With "/arch:sse2", you get the effect of all the "/arch:sse" options, plus the following effects:
1. When using a double-precision floating-point number, use the SSE2 instruction to process it.
2, make the SSE2 instruction set to do 64-bit switch. (Original: Making use of SSE2 instructions for 64-bit shifts)
There are other benefits when using the/arch:sse or/arch:sse2 and/GL option options, the compiler optimizes the function call rules for floating-point parameters and floating-point return values.
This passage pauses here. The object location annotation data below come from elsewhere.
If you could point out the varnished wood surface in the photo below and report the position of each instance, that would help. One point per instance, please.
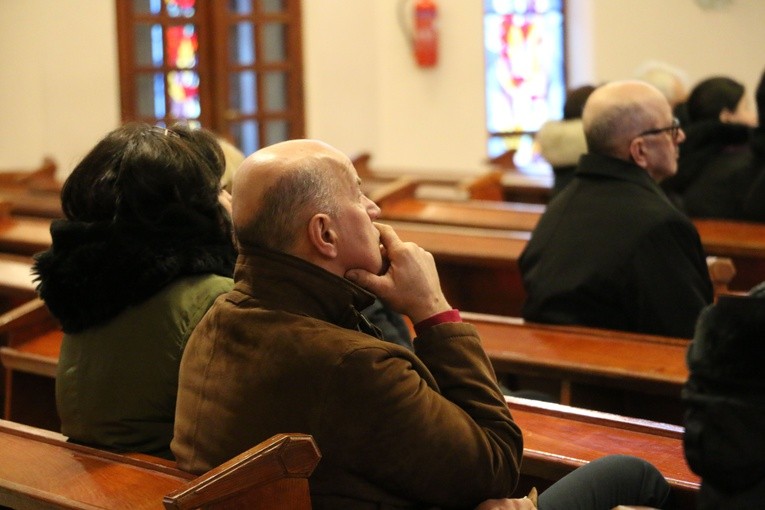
(40, 470)
(483, 246)
(626, 373)
(16, 276)
(743, 242)
(24, 235)
(558, 439)
(478, 269)
(640, 362)
(274, 475)
(25, 202)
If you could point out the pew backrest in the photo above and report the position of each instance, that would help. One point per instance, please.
(40, 470)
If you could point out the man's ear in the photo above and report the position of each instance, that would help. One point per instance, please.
(638, 152)
(322, 236)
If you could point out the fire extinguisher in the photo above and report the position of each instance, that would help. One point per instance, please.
(425, 38)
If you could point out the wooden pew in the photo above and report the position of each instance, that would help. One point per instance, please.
(30, 343)
(32, 192)
(478, 269)
(743, 243)
(558, 439)
(39, 470)
(485, 185)
(23, 235)
(614, 371)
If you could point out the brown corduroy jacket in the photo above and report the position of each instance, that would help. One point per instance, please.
(284, 352)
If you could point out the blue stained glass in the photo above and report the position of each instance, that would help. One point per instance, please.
(525, 80)
(159, 96)
(156, 45)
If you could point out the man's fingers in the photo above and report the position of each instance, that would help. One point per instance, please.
(388, 236)
(360, 277)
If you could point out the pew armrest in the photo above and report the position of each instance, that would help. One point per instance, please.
(271, 475)
(30, 314)
(721, 272)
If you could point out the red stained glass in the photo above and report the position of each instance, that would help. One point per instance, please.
(182, 46)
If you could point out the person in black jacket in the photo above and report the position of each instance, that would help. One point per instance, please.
(610, 250)
(707, 183)
(725, 395)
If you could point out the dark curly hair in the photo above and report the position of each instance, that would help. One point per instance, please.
(138, 174)
(711, 96)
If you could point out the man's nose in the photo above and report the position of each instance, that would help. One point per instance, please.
(372, 209)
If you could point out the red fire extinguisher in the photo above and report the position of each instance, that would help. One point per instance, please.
(425, 33)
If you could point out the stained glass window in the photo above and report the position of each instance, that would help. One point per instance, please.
(525, 81)
(232, 66)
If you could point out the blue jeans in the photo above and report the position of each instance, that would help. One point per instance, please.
(605, 483)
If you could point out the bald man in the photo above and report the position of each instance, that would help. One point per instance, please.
(611, 251)
(288, 351)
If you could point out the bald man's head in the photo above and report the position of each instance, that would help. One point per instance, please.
(617, 112)
(278, 188)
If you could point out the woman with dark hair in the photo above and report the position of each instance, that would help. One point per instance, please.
(708, 183)
(561, 142)
(144, 249)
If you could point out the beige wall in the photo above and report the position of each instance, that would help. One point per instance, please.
(59, 91)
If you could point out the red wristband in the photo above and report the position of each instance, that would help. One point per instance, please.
(452, 315)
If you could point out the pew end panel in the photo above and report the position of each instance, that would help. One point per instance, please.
(274, 474)
(559, 439)
(40, 470)
(31, 343)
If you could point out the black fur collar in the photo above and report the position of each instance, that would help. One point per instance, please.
(94, 271)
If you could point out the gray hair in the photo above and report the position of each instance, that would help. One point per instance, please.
(610, 132)
(287, 206)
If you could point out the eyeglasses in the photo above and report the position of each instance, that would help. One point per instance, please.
(674, 129)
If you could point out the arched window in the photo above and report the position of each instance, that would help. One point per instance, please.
(525, 73)
(232, 66)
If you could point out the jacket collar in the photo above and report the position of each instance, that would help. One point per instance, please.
(600, 166)
(279, 281)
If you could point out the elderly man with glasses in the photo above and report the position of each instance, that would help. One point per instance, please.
(611, 251)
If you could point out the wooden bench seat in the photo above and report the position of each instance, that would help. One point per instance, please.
(23, 235)
(743, 243)
(40, 470)
(625, 373)
(558, 439)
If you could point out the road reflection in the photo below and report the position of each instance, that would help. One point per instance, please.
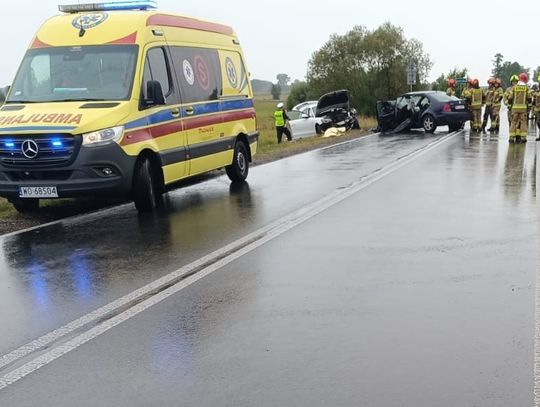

Several of the optimization features mentioned above have been included in the Vc.net 2003. Another thing is to eliminate "dead parameters"-parameters that have never been used. Like what:
Program code:
Int
F1 (int i, int j, int k)
{
return i + K;
}
Int
Main ()
{
int n = a+b+c+d;
m = F1 (3, N, 4);
return 0;
}
In function F1 (), the second parameter has never been used. When we use the "/GL" option, the compiler produces the following target code to invoke F1 ():
Program code:
mov eax, 4
mov ecx, 3
Call? f1@ @YAHHHH @z
mov DWORD PTR? m@@3ha, eax
In this case, the variable "n" is never F1, and only two parameters are used (), so only the two parameters are passed (and they pass through the registers, which is faster than using the stack). In addition, this example is compiled to prohibit inline (inlining), otherwise the function F1 () does not exist, and directly to the value of 7.